Batch_parameters() to pass dataframe and parameter to restrict data together

Following documentation, I wanted to pass batch_parameters = {"dataframe": dataframe} and a subset of my table using
batch = batch_definition.get_batch(batch_parameters={"year": "2019", "month": "01"}). However I get error that only dataframe is expected as a parameter. How can I pass both simultaneously. I am following gx core documentation links below.

Enviornment: spark on Microsoft Fabric

Hi there,

I’m not sure I understand what you mean by “passing both simultaneously.” You have two options:

  1. Whole Table Batch Definition – This provides all records in the Data Asset as a single batch.
  2. Partitioned Batch Definition – This splits data into multiple batches based on a time-based partition, allowing you to validate each batch separately.

Are you working with SQL data or a dataframe?

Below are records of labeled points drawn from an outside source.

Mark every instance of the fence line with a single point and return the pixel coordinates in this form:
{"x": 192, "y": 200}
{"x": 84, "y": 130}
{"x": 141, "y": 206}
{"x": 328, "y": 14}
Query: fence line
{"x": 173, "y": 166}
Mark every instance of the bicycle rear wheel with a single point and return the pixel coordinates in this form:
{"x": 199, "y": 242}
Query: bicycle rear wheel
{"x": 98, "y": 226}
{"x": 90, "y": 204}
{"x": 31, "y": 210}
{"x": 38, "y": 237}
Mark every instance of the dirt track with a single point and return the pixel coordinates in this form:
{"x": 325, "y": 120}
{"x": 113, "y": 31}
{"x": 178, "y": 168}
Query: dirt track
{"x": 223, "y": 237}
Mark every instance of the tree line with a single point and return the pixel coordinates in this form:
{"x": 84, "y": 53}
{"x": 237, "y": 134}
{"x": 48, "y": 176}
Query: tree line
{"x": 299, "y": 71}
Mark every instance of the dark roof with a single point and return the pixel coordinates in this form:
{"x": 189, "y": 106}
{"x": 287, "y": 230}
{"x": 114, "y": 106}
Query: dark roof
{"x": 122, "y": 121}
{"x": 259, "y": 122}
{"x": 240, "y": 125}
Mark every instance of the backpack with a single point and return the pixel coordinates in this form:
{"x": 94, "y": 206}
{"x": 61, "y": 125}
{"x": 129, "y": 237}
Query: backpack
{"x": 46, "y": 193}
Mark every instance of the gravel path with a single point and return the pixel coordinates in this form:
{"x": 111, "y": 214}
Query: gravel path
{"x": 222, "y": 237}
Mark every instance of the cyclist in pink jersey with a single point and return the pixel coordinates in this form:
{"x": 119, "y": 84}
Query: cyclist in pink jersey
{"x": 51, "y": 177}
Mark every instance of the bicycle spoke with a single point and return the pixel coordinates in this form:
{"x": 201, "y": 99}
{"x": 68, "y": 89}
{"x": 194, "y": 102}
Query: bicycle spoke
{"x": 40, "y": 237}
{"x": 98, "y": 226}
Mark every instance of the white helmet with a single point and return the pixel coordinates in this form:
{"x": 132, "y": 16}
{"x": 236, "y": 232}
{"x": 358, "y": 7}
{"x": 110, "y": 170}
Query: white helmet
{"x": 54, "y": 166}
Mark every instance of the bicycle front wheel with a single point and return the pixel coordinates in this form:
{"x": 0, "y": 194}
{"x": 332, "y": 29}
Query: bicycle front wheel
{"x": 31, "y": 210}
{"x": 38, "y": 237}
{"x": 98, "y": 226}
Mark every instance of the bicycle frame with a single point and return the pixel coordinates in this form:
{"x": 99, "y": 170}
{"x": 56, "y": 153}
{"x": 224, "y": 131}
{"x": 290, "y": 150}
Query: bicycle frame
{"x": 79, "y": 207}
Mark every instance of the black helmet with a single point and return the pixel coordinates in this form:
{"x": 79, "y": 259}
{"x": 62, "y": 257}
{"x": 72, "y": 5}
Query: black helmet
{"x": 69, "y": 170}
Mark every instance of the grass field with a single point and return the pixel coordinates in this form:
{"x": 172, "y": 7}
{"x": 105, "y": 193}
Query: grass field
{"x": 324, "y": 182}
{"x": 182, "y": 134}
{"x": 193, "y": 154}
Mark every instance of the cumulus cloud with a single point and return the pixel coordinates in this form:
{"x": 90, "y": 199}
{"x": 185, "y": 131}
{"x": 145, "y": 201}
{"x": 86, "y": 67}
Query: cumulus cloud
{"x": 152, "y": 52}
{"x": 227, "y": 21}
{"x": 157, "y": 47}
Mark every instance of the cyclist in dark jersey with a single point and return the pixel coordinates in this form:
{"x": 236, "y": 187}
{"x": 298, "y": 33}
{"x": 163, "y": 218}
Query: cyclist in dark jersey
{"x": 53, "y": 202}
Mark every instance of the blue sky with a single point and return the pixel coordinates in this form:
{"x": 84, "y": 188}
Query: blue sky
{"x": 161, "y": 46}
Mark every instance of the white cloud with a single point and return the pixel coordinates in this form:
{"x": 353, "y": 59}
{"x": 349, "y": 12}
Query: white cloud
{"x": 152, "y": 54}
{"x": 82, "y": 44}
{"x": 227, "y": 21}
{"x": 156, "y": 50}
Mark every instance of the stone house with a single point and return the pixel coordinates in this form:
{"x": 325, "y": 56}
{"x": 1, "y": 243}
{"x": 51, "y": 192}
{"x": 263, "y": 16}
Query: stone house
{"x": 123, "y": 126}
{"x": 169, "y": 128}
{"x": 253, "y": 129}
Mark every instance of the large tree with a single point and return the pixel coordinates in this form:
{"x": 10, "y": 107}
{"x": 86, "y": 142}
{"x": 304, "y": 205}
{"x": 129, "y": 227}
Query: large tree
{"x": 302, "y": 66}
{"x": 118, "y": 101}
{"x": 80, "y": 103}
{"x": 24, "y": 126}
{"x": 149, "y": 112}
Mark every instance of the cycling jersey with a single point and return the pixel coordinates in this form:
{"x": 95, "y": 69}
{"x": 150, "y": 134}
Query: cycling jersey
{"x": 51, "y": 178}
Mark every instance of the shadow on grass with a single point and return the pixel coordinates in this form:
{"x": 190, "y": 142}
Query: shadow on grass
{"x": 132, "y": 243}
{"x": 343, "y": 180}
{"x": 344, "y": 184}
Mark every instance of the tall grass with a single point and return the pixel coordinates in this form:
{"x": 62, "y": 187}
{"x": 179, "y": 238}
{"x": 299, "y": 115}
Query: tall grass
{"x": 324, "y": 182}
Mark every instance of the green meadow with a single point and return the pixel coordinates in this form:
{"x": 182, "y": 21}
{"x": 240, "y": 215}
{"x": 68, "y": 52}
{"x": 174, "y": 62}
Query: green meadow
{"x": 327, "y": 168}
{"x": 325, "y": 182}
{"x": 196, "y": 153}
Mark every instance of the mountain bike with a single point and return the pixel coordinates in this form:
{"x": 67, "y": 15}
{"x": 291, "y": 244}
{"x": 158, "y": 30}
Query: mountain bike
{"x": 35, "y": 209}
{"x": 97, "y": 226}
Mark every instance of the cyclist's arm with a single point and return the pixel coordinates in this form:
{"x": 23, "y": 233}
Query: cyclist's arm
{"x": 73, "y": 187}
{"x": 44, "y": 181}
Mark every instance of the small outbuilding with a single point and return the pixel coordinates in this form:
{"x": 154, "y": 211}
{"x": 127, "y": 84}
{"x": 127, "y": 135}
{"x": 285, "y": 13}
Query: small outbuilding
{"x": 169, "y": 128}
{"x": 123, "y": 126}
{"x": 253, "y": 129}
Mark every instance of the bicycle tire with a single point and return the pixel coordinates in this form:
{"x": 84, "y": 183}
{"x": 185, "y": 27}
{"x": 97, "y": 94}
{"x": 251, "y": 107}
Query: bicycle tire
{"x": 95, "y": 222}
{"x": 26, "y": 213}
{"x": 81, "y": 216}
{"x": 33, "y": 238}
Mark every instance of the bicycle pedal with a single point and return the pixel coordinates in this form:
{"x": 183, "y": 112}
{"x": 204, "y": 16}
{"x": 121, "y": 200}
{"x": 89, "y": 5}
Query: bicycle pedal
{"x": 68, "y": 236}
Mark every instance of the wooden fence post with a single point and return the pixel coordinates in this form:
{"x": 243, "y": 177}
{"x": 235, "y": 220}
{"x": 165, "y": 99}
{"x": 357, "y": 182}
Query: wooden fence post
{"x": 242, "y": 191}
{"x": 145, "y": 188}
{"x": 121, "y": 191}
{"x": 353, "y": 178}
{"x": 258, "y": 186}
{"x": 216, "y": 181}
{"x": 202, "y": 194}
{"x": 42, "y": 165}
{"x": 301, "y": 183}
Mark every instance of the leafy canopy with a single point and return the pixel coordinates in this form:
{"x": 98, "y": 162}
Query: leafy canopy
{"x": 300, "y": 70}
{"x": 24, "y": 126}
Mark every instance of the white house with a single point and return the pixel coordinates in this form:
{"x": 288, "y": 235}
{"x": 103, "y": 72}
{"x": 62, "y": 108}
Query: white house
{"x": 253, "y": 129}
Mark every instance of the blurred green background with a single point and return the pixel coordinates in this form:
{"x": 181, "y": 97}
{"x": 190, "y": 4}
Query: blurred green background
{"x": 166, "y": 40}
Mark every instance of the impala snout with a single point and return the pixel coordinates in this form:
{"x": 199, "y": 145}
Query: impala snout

For SQL Data: You can partition your Batch Definition to create multiple batches based on time. Here’s an example with “daily_batch” and “monthly_batch” definitions:

daily_batch = daily_batch_definition.get_batch(
    batch_parameters={"year": 2020, "month": 1, "day": 14}
)
daily_batch.head()

monthly_batch = monthly_batch_definition.get_batch(
    batch_parameters={"year": 2020, "month": 1}
)
monthly_batch.head()

This approach allows multiple Batch Definitions (full table or partitioned) to be validated separately.

For DataFrames: DataFrames are always passed as a whole. You’d use add_batch_definition_whole_dataframe() to define a Batch Definition with the entire dataset.